Science and higher education. Other religions, including the classic Greek and Roman ones, held that the gods (and therefore the movements of nature) were capricious or unknowable. But Christians believed that God was rational and had given human beings minds to discover his glory in the created order. Episodes of regression aside, Christianity was indisputably the world's most massive sponsor of the scientific enterprise and the academic culture that fostered it. The Christian passion for the pursuit of truth led to the establishment of an untold number of schools and universities. Go study the inscriptions carved into the stones of the Western world's greatest institutions of higher education and you will be thunderstruck by the prevalence of the biblical imprint there.
The modern world. Yale professor Jaroslav Pelikan remarks that Jesus of Nazareth has been the dominant figure in the history of Western culture for almost 20 centuries. If it were possible, with some sort of super magnet, to pull up out of that history every scrap of metal bearing at least a trace of his name, how much would be left? In his book The Victory of Reason, Stark answers that question: Had the followers of Jesus remained an obscure Jewish sect, most of you would not have learned to read and the rest of you would be reading from hand-copied scrolls. Without a theology committed to reason, progress, and moral equality, today the entire world would be about where non-European societies were in 1800. It would be, Stark says, a world with many astrologers and alchemists but no scientists … a world of despots, lacking universities, banks, factories, eyeglasses, chimneys, and pianos … a world where most infants do not live to the age of five and many women die in childbirth. The modern world arose only in Christian societies. Not in Islam. Not in Asia. Not in a "secular" society.

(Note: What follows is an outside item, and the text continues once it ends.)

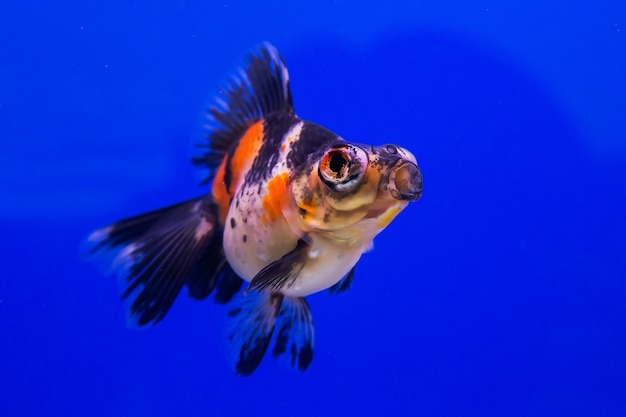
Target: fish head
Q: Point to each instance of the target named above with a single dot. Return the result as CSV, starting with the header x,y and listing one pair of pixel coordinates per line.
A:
x,y
353,191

There would be no world as we know it today if Easter had never happened.
What Is God Doing Today?
As the writer of Hebrews asserted, Christ calls his witnesses to present God's message of hope despite all opposition (Hebrews 12:3). Today we face an articulate and assertive army of anti-theists who are deeply embedded in our academic institutions and who trumpet their worldview even through the organs of entertainment. They declare that if we could just leave religion behind and build instead on the innate genius and goodness of humanity, we would have a better world.